At State of the Net 2018 in Trieste Hossein Derakshan (h0d3r on Twitter) talked about journalism and its future. Some of his statements stuck with me in the past weeks so yesterday I took time to watch the video of his presentation again.

In his talk he discussed the end of news. He says that discussions about the erosion of business models in the news business, quality of news, trust in sources and ethics are all side shows to a deeper shift. A shift that is both cultural and social. News is a two century old format, representative of the globalisation of communications with the birth of the telegraph. All of a sudden events from around the globe were within your perspective, and being informed made you “a man of the world”. News also served as a source of drama in our lives. “Did you hear,…”. These days those aspects of globalisation, time and drama have shifted.
Local, hyperlocal, has become more important again at the cost of global perspectives, which Hossein sees taking place in things like buying local, but also in Facebook to keep up with the lives of those around you. Similarly identity politics reduces the interest in other events to those pertaining to your group. Drama shifted away from news to performances and other media (Trumps tweets, memes, our representation on social media platforms). News and time got disentangled. Notifications and updates come at any time from any source, and deeper digging content is no longer tied to the news cycle. Journalism like the Panama Papers takes a long time to produce, but can also be published at any time without that having an impact on its value or reception.

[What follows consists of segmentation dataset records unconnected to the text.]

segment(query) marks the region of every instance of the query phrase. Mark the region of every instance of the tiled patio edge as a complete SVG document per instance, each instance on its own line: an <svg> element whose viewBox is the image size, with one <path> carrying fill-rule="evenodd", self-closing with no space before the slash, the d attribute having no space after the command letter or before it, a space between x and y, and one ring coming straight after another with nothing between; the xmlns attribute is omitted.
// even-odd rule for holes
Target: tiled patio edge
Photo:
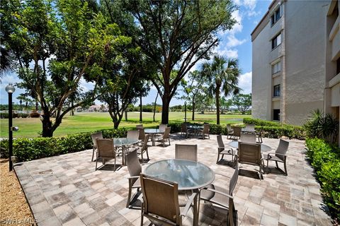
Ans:
<svg viewBox="0 0 340 226"><path fill-rule="evenodd" d="M39 226L61 226L62 223L50 208L25 164L16 163L13 169L37 224Z"/></svg>

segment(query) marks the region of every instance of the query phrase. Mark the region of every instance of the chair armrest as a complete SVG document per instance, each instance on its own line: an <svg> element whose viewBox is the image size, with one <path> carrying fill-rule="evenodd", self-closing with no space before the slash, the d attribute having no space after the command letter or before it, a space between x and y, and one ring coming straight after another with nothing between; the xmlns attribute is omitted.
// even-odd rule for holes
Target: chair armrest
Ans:
<svg viewBox="0 0 340 226"><path fill-rule="evenodd" d="M197 193L193 193L191 196L190 196L188 202L186 204L186 206L184 207L184 209L183 210L183 212L181 213L181 215L185 216L188 213L188 211L189 210L190 207L191 206L191 204L193 203L193 199L196 198L197 196Z"/></svg>
<svg viewBox="0 0 340 226"><path fill-rule="evenodd" d="M215 192L215 193L217 193L217 194L219 194L220 195L222 195L224 196L226 196L226 197L228 197L229 198L232 198L232 199L234 199L234 197L232 196L230 196L229 194L227 194L227 193L225 193L225 192L222 192L222 191L217 191L217 190L215 190L215 189L210 189L210 188L207 188L207 187L205 187L205 188L203 188L202 189L200 190L200 191L202 190L208 190L208 191L212 191L212 192Z"/></svg>

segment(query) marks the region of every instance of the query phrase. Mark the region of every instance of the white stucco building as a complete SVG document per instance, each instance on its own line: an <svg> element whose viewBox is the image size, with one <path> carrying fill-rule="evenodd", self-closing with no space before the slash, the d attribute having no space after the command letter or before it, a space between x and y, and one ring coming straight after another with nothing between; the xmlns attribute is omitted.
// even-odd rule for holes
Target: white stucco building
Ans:
<svg viewBox="0 0 340 226"><path fill-rule="evenodd" d="M302 124L339 118L340 1L274 0L251 33L252 114Z"/></svg>

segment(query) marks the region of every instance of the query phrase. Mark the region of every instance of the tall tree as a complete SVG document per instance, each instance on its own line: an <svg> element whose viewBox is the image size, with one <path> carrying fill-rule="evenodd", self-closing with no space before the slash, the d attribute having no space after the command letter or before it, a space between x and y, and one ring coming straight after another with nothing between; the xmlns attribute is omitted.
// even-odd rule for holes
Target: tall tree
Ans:
<svg viewBox="0 0 340 226"><path fill-rule="evenodd" d="M237 107L242 114L251 107L251 93L249 94L237 94L232 97L232 104Z"/></svg>
<svg viewBox="0 0 340 226"><path fill-rule="evenodd" d="M43 111L42 136L53 136L63 117L72 109L94 100L94 90L77 94L81 79L94 81L101 73L103 52L120 40L116 25L82 0L8 1L5 12L12 34L5 40L18 64L16 71L26 89ZM55 116L52 119L52 117ZM54 119L54 120L52 120Z"/></svg>
<svg viewBox="0 0 340 226"><path fill-rule="evenodd" d="M225 97L237 94L237 86L241 70L237 59L226 59L222 56L214 56L211 61L203 64L203 73L209 78L209 94L216 100L216 123L220 124L220 95L221 91Z"/></svg>
<svg viewBox="0 0 340 226"><path fill-rule="evenodd" d="M162 123L169 122L169 107L181 80L219 43L217 33L231 29L235 5L224 1L122 0L136 27L135 42L162 73L152 79L162 100ZM171 77L171 71L178 71Z"/></svg>

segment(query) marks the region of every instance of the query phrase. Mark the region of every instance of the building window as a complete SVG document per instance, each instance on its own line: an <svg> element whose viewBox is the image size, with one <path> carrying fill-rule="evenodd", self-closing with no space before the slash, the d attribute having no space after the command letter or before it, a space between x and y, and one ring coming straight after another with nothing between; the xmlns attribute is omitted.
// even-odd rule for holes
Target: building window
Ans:
<svg viewBox="0 0 340 226"><path fill-rule="evenodd" d="M271 25L273 26L278 20L281 18L281 12L280 11L280 6L279 6L273 13L271 17Z"/></svg>
<svg viewBox="0 0 340 226"><path fill-rule="evenodd" d="M281 44L281 33L275 36L274 38L271 40L271 49L276 48L280 44Z"/></svg>
<svg viewBox="0 0 340 226"><path fill-rule="evenodd" d="M340 73L340 57L336 60L336 74Z"/></svg>
<svg viewBox="0 0 340 226"><path fill-rule="evenodd" d="M273 109L273 120L280 121L280 109Z"/></svg>
<svg viewBox="0 0 340 226"><path fill-rule="evenodd" d="M273 64L271 66L271 71L273 74L281 71L281 61L278 61L278 63Z"/></svg>
<svg viewBox="0 0 340 226"><path fill-rule="evenodd" d="M274 85L273 97L280 97L280 85Z"/></svg>

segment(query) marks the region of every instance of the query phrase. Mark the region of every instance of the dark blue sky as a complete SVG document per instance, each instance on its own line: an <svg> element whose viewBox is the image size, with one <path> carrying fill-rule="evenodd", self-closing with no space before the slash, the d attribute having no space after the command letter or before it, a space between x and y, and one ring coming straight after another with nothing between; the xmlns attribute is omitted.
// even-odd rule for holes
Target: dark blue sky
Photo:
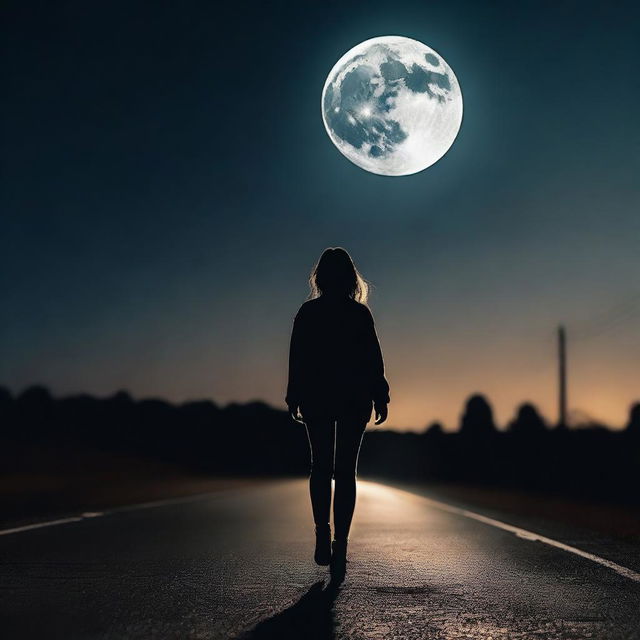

News and journalism have become decoupled. News has become a much less compelling format, and in the words of Derakshan is dying if not dead already. With the demise of text and reason and the rise of imagery and emtions, the mess that journalism is in, what formats can journalism take to be all it can be?

Derakshan points to James Carey who said Democracy and Journalism are the same thing, as they are both defined as public conversation. Hossein sees two formats in which journalism can continue. One is literature, long-form non-fiction. This can survive away from newspapers and magazines, both online and in the form of e.g. books. Another is cinema. There’s a rise in documentaries as a way to bring more complex stories to audiences, which also allows for conveying of drama. It’s the notion of journalism as literature that stuck with me most at State of the Net.

For a number of years I’ve said that I don’t want to pay for news, but do want to pay for (investigative) journalism, and often people would respond news and journalism are the same thing. Maybe I now finally have the vocabulary to better explain the difference I perceive.

I agree that the notion of public conversation is of prime importance. Not the screaming at each-other on forums, twitter or facebook. But the way that distributed conversations can create learning, development and action, as a democratic act. Distributed conversations, like the salons of old, as a source of momentum, of emergent collective action (2013). Similarly, I position Networked Agency as a path away from despair of being powerless in the face of change, and therefore as an alternative to falling for populist oversimplification. Networked agency in that sense is very much a democratising thing.

Peter Rukavina picks up on my recent blogging about blogging, and my looking back on some of the things I wrote 10 to 15 years ago about it (before the whole commercial web started treating social interaction as a adverts targeting vehicle).

In his blogpost in response he talks about putting back the inter in internet, inter as the between, and as exchanges.

… all the ideas and tools and debates and challenges we hashed out 20 years ago on this front are as relevant today as they were then; indeed they are more vital now that we’ve seen what the alternatives are.

And he asks “how can we continue to evolve it“?

That indeed is an important question, and one that is being asked in multiple corners. By those who were isolated from the web for years and then shocked by what they found upon their return. But also by others, repeatedly, such as Anil Dash and Mike Loukides of O’Reilly Media, when they talk about rebuilding or retaking the web.

Part of it is getting back to seeing blogging as conversations, conversations that are distributed across your and my blogs. This is what made my early blog bloom into a full-blown professional community and network for me. That relationships emerge out of content sharing, which then become more important and more persistent than the content, was an important driver for me to keep blogging after I started. These distributed conversations we had back then and the resulting community forming were even a key building block of my friend Lilia’s PhD a decade ago.

So I’m pleased that Peter responds to my blogging with a blogpost, creating a distributed conversation again, and like him I wonder what we can do to augment it. Things we had ideas about in the 00’s but which then weren’t possible, and maybe now are. Can we make our blogs smarter, in ways that makes the connections that get woven more tangible, discoverable and followable, so that it can become an enriching and integral part of our interaction?